Auch in Chicago und St. Louis stehen Häuschen und im Westen der USA sind es nur die Städte San Francisco und Los Angeles, wohin sich die Geflohenen retten konnten.
Das erste Kapitel schildert dann, was sich für die jüdische Bevölkerung nach der Machtübernahme der Nazis änderte: Stück für Stück: Anpöbeleien, Ausgrenzungen und Drangsalierungen. „Auch in Frankfurt beschimpften, verprügelten und quälten aufgehetzte Kinder schon 1933 jüdische Schüler und Schülerinnen auf ihrem Weg zur Schule oder beim Spielen auf der Straße.“ Reaktion der Eltern war häufig die Abmeldung ihrer Kinder aus der öffentlichen Schule und Anmeldung im Philanthropin, der Schule des liberalen Reformjudentums, das es heute übrigens wieder gibt. Schon im April 1933 wurde eine Art Numerus Clausus für Schulen und Hochschulen festgelegt, demnach jüdische Schüler nur 1,5 Prozent ausmachen durften. Das war war angesichts der Tatsache, daß jüdische Schüler zuvor überproportional in weiterführende Schulen und auf die Universität gingen, weil Bildung einen hohen Wert im Judentum darstellt, eine Katastrophe. Auch das ein Motiv, das eigene Kind dahin zu schicken, wo seiner Bildung keine Grenzen setzt. Schon damals diskutierte man unter amerikanischen Juden Rettungsaktionen, nicht nur für Kinder; aber 1933 wütete noch die amerikanische Wirtschaftsflaute und Antisemitismus war allgegenwärtig.
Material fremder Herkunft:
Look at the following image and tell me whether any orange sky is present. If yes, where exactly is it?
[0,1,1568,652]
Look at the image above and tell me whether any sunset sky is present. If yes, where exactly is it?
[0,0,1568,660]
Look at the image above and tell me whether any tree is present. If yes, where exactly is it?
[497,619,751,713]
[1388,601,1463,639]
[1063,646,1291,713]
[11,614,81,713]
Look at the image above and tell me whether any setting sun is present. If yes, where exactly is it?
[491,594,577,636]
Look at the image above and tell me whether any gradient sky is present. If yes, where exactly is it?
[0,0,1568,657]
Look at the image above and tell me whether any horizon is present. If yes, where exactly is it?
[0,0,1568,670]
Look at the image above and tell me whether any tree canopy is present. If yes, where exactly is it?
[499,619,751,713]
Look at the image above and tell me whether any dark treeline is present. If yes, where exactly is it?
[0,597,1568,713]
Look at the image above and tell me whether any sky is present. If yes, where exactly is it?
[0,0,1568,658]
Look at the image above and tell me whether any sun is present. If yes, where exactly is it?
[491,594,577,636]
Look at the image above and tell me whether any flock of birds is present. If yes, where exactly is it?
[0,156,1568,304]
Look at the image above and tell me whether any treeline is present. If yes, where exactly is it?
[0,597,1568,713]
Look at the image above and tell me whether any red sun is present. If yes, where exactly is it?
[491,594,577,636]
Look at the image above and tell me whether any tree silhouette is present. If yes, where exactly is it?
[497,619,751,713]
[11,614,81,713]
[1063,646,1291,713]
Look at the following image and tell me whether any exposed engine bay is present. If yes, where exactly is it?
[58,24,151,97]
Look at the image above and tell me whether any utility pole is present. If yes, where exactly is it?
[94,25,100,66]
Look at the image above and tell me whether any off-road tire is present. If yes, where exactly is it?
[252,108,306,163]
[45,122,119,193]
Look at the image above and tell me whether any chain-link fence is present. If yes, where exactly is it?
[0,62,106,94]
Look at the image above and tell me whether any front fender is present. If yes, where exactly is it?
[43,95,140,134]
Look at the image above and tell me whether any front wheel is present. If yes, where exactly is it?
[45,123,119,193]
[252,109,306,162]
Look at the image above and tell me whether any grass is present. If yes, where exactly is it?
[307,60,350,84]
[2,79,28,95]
So führt uns die Autorin einerseits die weiteren Verfolgungen in Deutschland vor, die Fluchtwege, wo Frankreich und Belgien positiv hervorstechen und die Veränderung der Bereitschaft in den USA, Kinder aufzunehmen. Die meisten sind dort geblieben, wobei die Männer meist honorable Berufe ausübten, während Frauen weniger Aufstiegschancen hatten. Das muß man alles im einzelnen lesen, weil sich die Schicksale schlecht zusammenfassen lassen, was auch für diejenigen gilt, die nach Deutschland zurückkehrten.
P.S. Beim Aufschlagen des Buches stockt einem gleich der Atem. Dort steht ZUM GEDENKEN AN DIE EINEINHALB MILLIONEN IM HOLOCAUST ERMORDETEN KINDER. Unfaßbar.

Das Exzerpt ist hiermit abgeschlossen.